Lo spunto della ricerca deriva dal ritrovamento nella Cattedrale di Squillace di un sarcofago privo di iscrizione lapidaria, contrassegnato però sul fronte liscio da un bassissimo rilievo, raffigurante un cingulum militaris, la stessa onorificenza posseduta dal Benefattore dell'abate Gioacchino da Fiore, qualificato con la stessa insegna dall'Anonimo biografo florense, nella Vita beati Joachimi Abbatis.

Nel saggio si ripercorre l’importante vicenda storica che segna il momento cruciale nella vita dell’abate Gioacchino da Fiore e si colgono intrecci e rapporti con personaggi molto influenti che hanno svolto ruoli fondamentali sul finire del regno normanno. Tra questi spiccano i conti di Catanzaro, in particolare Clemenza di Loritello, discendente dei fondatori dell’abbazia della Sambucina, suo marito Hugo (I) Lupin, strettamente legato a Stefano di Perche, il Cancelliere con cui lavorò Gioacchino, e il figlio Giordano Lupin, incaricato da Tancredi di Sicilia di governare la sicurezza della città di Messina, insieme a Margarito da Brindisi, proprio quando Filippo II il Bello, re di Francia, e Riccardo Cuor di Leone, re d’Inghilterra, giunsero con le loro flotte a Messina diretti in Terrasanta a combattere la Terza Crociata, soggiornandovi tutto l’autunno del 1190 e l’inverno 1191. In quei mesi Gioacchino da Fiore fu chiamato a Messina da Riccardo Cuor di Leone, in grave crisi mistica, per avere spiegazioni su alcuni passi dell’Apocalisse, relativi al tempo della venuta dell’Anticristo, al significato della Donna vestita di Sole e sugli esiti dell’imminente Crociata. Eventi tramandati dall’inglese Roger of de Howden nella sua cronaca sulle gesta compiute dal re di Inghilterra.

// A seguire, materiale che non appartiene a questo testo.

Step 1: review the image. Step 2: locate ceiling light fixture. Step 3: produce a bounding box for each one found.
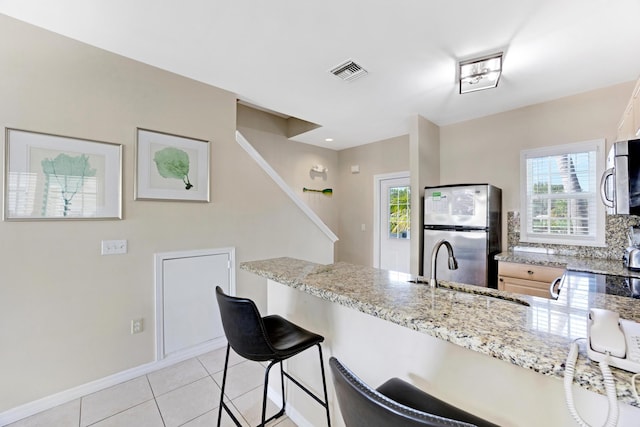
[458,52,502,94]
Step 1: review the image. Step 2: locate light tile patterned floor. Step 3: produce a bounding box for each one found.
[9,348,295,427]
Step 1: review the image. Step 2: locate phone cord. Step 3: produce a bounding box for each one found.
[564,341,619,427]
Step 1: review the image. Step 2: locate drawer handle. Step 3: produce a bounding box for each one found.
[549,276,564,299]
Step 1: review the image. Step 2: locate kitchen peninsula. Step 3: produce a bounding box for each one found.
[240,258,640,426]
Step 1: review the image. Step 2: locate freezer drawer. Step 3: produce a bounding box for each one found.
[424,184,492,228]
[423,230,489,287]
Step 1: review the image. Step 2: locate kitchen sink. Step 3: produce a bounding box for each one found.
[409,277,531,307]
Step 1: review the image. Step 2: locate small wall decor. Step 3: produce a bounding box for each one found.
[302,187,333,196]
[4,128,122,220]
[134,128,209,202]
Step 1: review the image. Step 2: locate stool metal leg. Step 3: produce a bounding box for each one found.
[218,344,242,427]
[258,360,286,427]
[318,343,331,427]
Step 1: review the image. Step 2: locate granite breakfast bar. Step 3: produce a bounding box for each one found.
[240,258,640,426]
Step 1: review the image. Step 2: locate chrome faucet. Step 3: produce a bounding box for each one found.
[429,239,458,288]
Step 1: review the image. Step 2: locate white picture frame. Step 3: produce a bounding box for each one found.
[134,128,210,202]
[3,128,122,221]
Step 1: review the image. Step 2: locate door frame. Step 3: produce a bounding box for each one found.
[372,171,413,268]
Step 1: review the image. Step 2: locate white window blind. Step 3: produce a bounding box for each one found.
[520,140,604,246]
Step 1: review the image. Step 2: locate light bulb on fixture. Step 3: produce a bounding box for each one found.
[459,52,502,94]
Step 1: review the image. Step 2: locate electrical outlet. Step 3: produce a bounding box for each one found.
[101,240,127,255]
[131,318,143,335]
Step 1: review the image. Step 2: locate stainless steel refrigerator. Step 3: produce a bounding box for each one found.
[422,184,502,288]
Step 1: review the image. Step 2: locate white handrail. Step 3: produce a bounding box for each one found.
[236,131,338,243]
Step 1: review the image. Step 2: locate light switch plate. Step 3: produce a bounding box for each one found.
[101,240,127,255]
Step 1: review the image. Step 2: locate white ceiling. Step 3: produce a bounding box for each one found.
[0,0,640,149]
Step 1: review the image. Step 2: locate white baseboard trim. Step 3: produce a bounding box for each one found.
[0,337,227,426]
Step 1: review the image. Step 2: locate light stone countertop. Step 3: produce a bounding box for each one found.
[494,251,640,277]
[240,254,640,407]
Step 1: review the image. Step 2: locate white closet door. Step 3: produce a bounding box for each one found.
[162,253,230,355]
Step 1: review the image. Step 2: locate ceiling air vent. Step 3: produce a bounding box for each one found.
[331,60,367,81]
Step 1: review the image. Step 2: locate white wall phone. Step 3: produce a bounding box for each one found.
[564,308,640,427]
[587,308,640,373]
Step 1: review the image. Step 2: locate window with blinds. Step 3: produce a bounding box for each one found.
[520,140,604,246]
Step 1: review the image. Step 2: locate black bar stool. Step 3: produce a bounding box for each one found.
[329,357,498,427]
[216,286,331,427]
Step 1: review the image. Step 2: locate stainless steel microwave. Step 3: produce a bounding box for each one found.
[600,139,640,215]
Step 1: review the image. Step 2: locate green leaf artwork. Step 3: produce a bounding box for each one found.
[153,147,193,190]
[41,153,96,216]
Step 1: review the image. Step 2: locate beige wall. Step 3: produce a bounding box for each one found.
[410,116,440,274]
[336,135,409,266]
[440,82,634,248]
[0,15,333,412]
[237,105,340,234]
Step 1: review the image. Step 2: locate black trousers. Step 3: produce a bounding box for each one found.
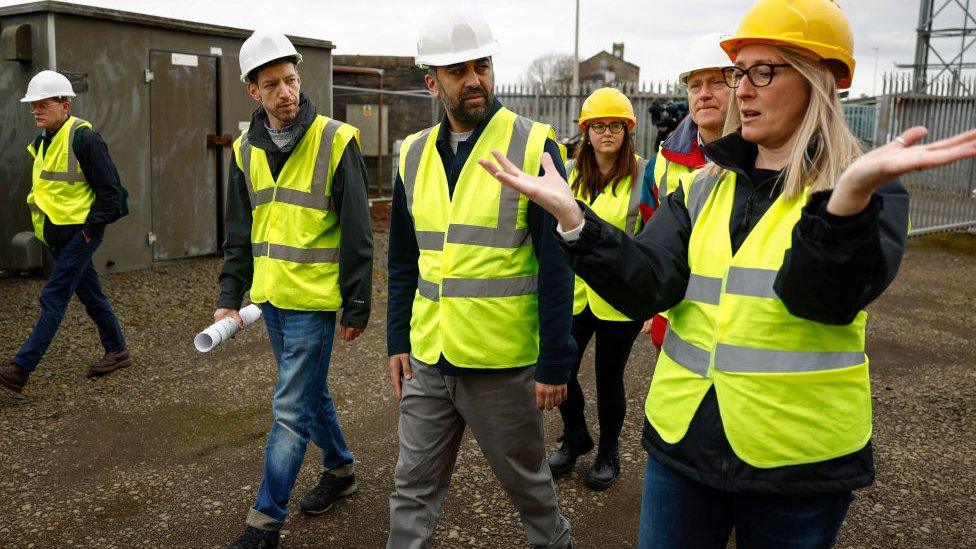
[559,307,643,449]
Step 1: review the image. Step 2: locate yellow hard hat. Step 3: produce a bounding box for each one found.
[579,88,637,131]
[722,0,854,89]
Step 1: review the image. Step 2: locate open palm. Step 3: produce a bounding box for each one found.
[478,151,583,229]
[827,126,976,215]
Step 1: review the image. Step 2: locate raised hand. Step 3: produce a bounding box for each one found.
[478,151,583,230]
[827,126,976,215]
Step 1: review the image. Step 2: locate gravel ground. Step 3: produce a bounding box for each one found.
[0,233,976,549]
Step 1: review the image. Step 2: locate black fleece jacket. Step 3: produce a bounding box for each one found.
[217,94,373,328]
[386,100,576,385]
[34,123,120,248]
[564,134,908,494]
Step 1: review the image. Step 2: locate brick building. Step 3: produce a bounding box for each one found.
[579,42,640,85]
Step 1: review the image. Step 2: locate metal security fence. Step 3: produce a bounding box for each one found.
[495,82,686,158]
[843,105,878,149]
[875,93,976,236]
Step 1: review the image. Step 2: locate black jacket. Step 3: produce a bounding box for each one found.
[34,123,121,248]
[386,100,576,385]
[565,134,908,494]
[217,94,373,328]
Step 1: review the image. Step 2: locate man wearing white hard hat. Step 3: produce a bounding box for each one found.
[214,31,373,549]
[641,32,731,349]
[387,5,576,549]
[0,70,132,395]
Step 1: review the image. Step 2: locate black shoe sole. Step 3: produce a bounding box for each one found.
[586,477,617,492]
[298,484,359,517]
[0,377,24,399]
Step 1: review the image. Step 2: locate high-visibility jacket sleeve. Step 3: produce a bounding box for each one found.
[773,181,908,325]
[386,174,420,356]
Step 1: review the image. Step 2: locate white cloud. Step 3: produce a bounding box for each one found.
[0,0,932,94]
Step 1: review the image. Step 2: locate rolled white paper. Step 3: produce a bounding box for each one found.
[193,303,261,353]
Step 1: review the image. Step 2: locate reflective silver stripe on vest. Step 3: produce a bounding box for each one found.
[725,267,779,299]
[417,276,441,301]
[624,158,647,236]
[715,344,866,374]
[686,171,722,227]
[661,325,709,377]
[251,242,339,263]
[240,120,342,211]
[40,118,85,185]
[417,231,444,252]
[685,273,722,305]
[441,275,539,297]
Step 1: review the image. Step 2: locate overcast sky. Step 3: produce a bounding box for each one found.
[0,0,944,95]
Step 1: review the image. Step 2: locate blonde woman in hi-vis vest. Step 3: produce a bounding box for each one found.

Lo studio apre la finestra sul tempo in cui l’abate Gioacchino prese la decisione di abbandonare l’abbazia di Corazzo, per avviare un’esperienza religiosa fuori dal Claustrum, trovando rifugio a Petralata, luogo offertogli dal un potentissimo benefattore onorato col cingulum militaris dall’imperatore di Costantinopolis e ricadente verosimilmente sull’ex territorio di Cassiodoro, poi non ritenuto idoneo agli scopi dall’abate, che scelse di fondare sui monti della Sila il Monasterium de Sancti Ioannes de Flore (Vetere).